Today we just say the time since we tend to use digital clocks. The cited rules from the Cambridge dictionary are more historical, likely owing to how analog clocks are read differently than increasingly common digital clocks.
As noted in the comments, the transition from analog to digital clock faces hasn't been completed, and many folks still see analog clocks as the norm. This likely varies with culture and within cultures by generation and setting. It's likely that the choice of wording also varies along the same lines as a consequence.
The style of expression given in the Cambridge guide has been going out-of-fashion, though is still retained by some speakers. This appears to be a technology thing.
In olden days, clocks used to look like this:
When you're looking at a clock like that, it makes more sense to regard minutes until the next hour.
But, as time goes on, digital clocks are becoming more prevalent:
Given this display, it's kinda weird to restate the time in terms of the distance until the next hour.

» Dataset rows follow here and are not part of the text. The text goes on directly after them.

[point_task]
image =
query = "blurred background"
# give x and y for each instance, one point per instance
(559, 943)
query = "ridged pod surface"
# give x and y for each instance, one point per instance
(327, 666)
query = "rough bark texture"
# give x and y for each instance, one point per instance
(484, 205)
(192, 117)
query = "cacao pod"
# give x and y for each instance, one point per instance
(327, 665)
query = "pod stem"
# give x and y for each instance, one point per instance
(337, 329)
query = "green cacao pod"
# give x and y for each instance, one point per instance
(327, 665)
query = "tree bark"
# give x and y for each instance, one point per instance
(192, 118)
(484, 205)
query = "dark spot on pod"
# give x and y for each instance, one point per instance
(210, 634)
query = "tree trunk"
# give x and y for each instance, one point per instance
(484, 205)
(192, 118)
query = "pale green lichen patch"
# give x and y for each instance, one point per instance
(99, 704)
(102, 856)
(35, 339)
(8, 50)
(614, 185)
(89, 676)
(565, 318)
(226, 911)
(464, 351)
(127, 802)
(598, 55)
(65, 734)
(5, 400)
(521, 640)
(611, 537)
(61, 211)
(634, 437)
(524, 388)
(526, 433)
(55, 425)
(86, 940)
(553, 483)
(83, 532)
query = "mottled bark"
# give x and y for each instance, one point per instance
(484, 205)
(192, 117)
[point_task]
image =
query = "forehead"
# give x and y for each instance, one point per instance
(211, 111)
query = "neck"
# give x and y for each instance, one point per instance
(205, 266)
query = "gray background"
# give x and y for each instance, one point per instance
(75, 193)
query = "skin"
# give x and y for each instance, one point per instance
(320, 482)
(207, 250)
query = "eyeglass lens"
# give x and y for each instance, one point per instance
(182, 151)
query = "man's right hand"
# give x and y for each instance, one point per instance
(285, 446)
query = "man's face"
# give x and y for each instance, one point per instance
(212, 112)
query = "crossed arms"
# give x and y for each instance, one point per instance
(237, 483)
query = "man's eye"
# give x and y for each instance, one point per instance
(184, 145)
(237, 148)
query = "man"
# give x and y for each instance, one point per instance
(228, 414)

So, today, it's increasingly common to just read the time.
Time-telling precision has changed, too
Historically, it didn't make sense to give the exact minute for two big reasons:
It's often difficult to tell the exact minute an analog clock intends to represent without getting a clear look at it, which often wasn't worth the effort.
Historically, clocks had to be manually set and the clock's displayed time would drift until updated again. But even when recently set, the setter would tend to have another imperfectly set clock providing the set time, causing further errors.
Given these factors, it didn't make much sense for folks to work to distinguish the exact time.
Today, digital clock faces provide the exact minute without any additional effort on the viewer's part, and many digital clocks, e.g. those on computers and cell phones, auto-update their time to a central time authority. This means that it's now easy and meaningful to specify a minute, causing a reduced interest in approximation rules.
A commenter has noted that they still use analog clocks, and that they still use the corresponding language. So, I guess, it's probably more precise to say that the terminology correlates to the type of clock that one is used to; folks who still use analog clocks are more likely to use the prior terminology.
I've referred to analog clocks as "historical", though it's likely that many adults are old enough to remember when analog clocks were the norm. I'd speculate that there's likely a generational difference on this issue.
For English learners, it's probably worth pointing out that the style of English I employ on StackExchange is intentionally informal. Here are a few things to compare/contrast:
I used "kinda" above, which is a slur for "kind of".
I used "olden" above, which is an informal term often meant in a humorous sense. Part of the joke is that the term "olden" is itself archaic, so it's self-referential humor.
I used "don't really" above. Use of "really" in this context is typically regarded as informal, and excessive usage of it can come off as juvenile.
I used "technology thing" above. Describing something as an "X thing" is typically informal.
I expressed a disregard for a style manual, specifically Cambridge's. This bluntness can come off as irreverent, as was the intent above. Part of the subtext there was that English is about communication; grammatical rules are things to know and understand, but not to simply conform to as laws.
New learners are typically better advised to stick with standard grammatical rules. Once mastered, stylistic alterations can be adopted.
The above answer is about the dynamics of how English is evolving as a consequence of the shifting experiences of its speakers. Personally, I find this to be fascinating — and, better, it's something that can be studied empirically if data's found.